Tips for Controlling Your Eating
It’s easy to decide to control your eating. The difficulty lies in actually controlling your eating each and every day. The easiest way to control your eating is to put yourself in positions where you can succeed. Here are a few tips that will help you do that:
- Shop smart: Make a grocery list before you go shopping, and don’t buy anything that isn’t on your list. Having a list will help you ignore the tempting goodies that will interfere with your weight loss plan. Never go shopping when you’re hungry.
- Decrease portions: If you control the portion size of the foods you bring into your home, you’re less likely to pig out. For instance, you could buy small containers of ice cream rather than gallons, and single-serving bags of chips rather than family-sized.
- Plan: Plan your meals and snacks through the day, rather than just eating when the mood strikes you. This will help you avoid unconscious eating.
- Don’t skip: Don’t skip meals.

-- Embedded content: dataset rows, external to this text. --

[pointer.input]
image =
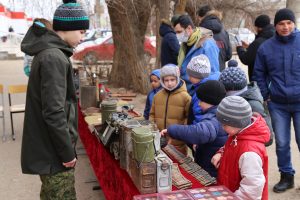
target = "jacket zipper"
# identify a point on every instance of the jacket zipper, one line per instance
(166, 111)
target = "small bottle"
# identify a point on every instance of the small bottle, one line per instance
(102, 92)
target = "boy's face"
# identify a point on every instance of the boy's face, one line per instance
(194, 80)
(204, 106)
(170, 81)
(230, 130)
(154, 80)
(73, 38)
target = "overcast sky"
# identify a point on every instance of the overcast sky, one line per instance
(38, 8)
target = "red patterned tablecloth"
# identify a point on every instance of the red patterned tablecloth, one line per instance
(114, 181)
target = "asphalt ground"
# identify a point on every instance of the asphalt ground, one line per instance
(16, 186)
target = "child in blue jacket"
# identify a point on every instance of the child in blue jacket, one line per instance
(208, 134)
(199, 71)
(155, 83)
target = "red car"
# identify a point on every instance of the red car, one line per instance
(105, 51)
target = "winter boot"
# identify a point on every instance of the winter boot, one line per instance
(286, 182)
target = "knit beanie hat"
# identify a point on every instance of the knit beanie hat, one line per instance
(284, 14)
(211, 92)
(155, 72)
(199, 67)
(70, 16)
(261, 21)
(169, 70)
(233, 77)
(234, 111)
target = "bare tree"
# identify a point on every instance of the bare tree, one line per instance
(162, 11)
(129, 21)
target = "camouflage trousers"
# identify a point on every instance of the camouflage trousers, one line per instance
(58, 186)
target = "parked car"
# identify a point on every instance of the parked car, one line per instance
(105, 51)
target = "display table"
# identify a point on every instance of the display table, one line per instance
(114, 181)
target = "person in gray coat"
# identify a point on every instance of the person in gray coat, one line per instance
(235, 81)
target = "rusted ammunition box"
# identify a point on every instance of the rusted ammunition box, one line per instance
(144, 176)
(125, 142)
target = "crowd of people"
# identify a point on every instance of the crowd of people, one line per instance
(196, 102)
(226, 120)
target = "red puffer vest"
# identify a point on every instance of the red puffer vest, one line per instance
(251, 139)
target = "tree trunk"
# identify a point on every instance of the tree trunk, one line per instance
(162, 12)
(294, 5)
(129, 23)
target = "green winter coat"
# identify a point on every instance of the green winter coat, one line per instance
(50, 123)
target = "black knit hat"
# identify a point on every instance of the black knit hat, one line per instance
(70, 16)
(184, 21)
(261, 21)
(211, 92)
(203, 10)
(233, 77)
(284, 14)
(234, 111)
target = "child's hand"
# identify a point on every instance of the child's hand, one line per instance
(70, 164)
(216, 160)
(164, 132)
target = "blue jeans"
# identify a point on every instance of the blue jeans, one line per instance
(281, 115)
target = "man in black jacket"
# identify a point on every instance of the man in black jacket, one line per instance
(247, 53)
(211, 19)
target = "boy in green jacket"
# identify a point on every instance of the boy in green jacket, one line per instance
(50, 122)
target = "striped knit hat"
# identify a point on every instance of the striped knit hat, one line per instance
(233, 77)
(199, 67)
(234, 111)
(70, 16)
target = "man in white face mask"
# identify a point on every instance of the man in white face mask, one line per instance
(195, 41)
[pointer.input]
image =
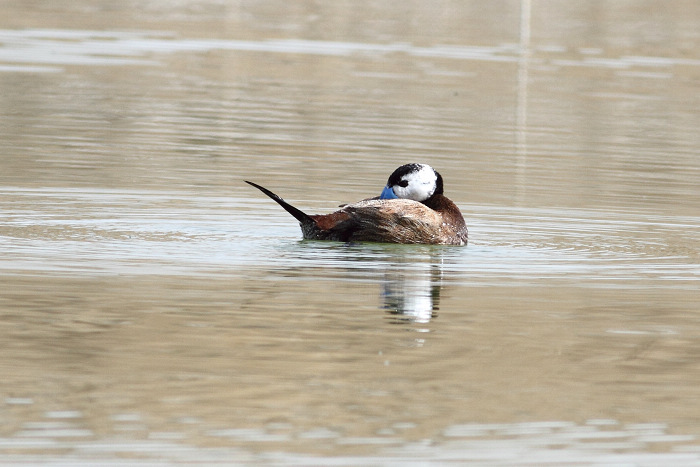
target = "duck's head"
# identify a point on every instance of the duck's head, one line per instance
(413, 181)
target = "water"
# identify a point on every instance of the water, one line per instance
(156, 310)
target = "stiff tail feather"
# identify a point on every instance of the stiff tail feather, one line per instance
(298, 214)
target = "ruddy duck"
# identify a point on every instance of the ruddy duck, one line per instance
(410, 209)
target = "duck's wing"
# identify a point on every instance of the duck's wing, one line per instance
(394, 221)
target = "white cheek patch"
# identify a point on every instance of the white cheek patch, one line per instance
(421, 185)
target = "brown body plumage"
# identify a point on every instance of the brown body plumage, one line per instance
(435, 220)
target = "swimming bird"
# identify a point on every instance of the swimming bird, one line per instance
(411, 209)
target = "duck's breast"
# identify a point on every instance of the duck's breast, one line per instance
(395, 221)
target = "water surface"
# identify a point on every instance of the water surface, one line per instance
(156, 309)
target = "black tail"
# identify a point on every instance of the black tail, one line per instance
(299, 215)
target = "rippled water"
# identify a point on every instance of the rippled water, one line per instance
(157, 310)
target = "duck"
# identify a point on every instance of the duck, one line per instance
(411, 209)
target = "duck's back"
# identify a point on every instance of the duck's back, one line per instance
(394, 221)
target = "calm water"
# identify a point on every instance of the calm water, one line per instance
(156, 310)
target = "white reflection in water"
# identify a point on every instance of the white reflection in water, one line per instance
(412, 294)
(597, 441)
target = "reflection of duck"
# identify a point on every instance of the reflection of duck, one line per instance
(411, 209)
(412, 296)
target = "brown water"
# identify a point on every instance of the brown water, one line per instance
(156, 310)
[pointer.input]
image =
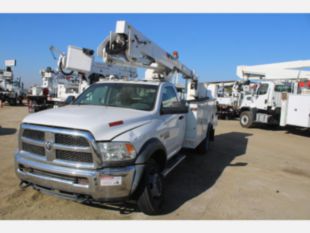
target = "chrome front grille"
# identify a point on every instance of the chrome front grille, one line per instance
(70, 140)
(74, 156)
(37, 150)
(58, 145)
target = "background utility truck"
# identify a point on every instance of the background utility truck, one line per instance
(58, 85)
(119, 138)
(11, 89)
(282, 95)
(228, 95)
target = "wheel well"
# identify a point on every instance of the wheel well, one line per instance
(160, 157)
(244, 109)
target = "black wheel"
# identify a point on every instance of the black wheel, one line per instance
(246, 119)
(151, 198)
(204, 146)
(12, 102)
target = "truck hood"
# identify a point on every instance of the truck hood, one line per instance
(94, 119)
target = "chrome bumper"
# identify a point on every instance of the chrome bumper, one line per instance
(65, 180)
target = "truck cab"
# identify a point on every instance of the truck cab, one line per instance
(264, 105)
(115, 142)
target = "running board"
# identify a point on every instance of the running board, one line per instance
(172, 163)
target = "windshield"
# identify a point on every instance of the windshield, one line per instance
(123, 95)
(283, 88)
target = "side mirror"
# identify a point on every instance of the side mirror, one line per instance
(176, 108)
(70, 100)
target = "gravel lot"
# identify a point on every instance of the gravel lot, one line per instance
(249, 174)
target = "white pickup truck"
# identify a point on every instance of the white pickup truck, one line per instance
(115, 142)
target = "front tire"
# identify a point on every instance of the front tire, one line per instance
(246, 119)
(151, 199)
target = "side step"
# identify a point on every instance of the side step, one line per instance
(172, 163)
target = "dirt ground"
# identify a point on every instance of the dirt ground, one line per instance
(248, 174)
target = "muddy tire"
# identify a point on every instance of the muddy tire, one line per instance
(151, 198)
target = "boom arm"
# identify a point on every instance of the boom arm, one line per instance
(128, 47)
(82, 60)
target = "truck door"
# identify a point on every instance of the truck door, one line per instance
(173, 131)
(261, 101)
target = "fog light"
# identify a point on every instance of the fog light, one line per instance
(110, 180)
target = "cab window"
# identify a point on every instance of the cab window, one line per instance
(169, 97)
(263, 88)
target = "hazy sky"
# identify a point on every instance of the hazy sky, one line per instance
(211, 44)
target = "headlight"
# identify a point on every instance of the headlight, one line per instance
(116, 151)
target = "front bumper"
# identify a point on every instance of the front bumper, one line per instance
(74, 182)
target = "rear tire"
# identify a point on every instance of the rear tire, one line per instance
(246, 119)
(151, 199)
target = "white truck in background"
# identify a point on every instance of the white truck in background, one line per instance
(11, 89)
(228, 95)
(61, 85)
(119, 138)
(280, 99)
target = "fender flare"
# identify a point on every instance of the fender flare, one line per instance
(148, 149)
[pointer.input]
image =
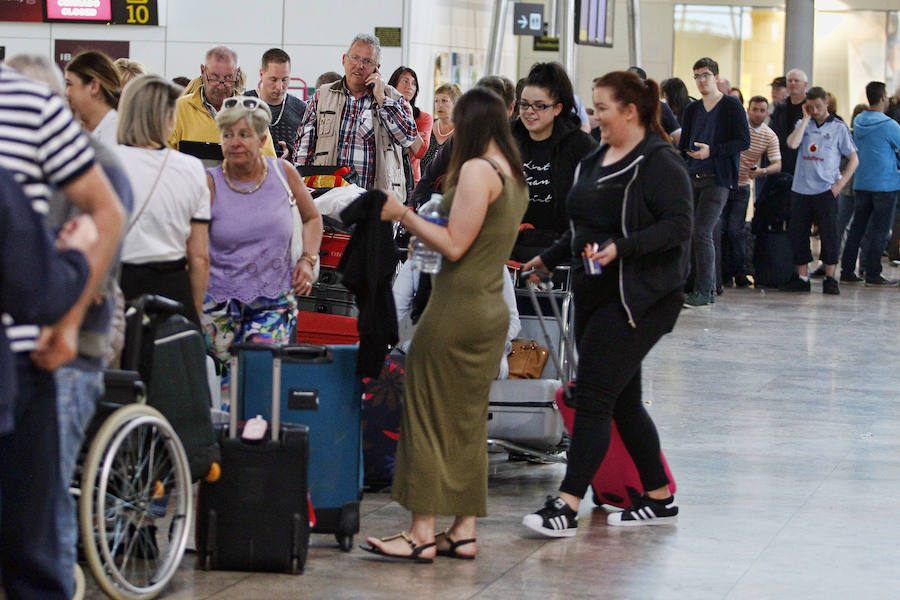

If you wait until you’re famished to eat, you’ll probably overeat. Instead, eat three reasonably sized meals and two to three snacks per day.
- Add variety: Eat several different foods at each meal and snack, rather than a lot of one food. Instead of a big bowl of cereal, for example, mix a smaller amount of cereal with fresh fruit. Variety will keep you interested in the food you’re eating and help you get all the nutrients you need.
- Use a plate: Don’t eat directly from the bag, box, or carton. Always put your food in a bowl or on a plate. This will keep you mindful of the size of the portions you’re eating.
- Eat slowly: It takes your body up to 20 minutes to realize it’s full. If you eat quickly, you may end up overeating, since you’ll think that you’re still hungry. Also, eating slowly helps you enjoy the taste and texture of the food.
- Eating out: If you know you’re going to eat out, you might want to work out for a little longer that day, or eat less at lunch. However, don’t go to the restaurant starving, because you might overeat. If bread is served before the meal, skip it or have half a piece. Order sauces and dressing on the side, if possible. Opt for menu items that are steamed, poached, boiled, broiled, or grilled. Rather than finish your entire entrée, stop eating when you’re full and ask for a doggie bag. Skip dessert or share one with your dining companion.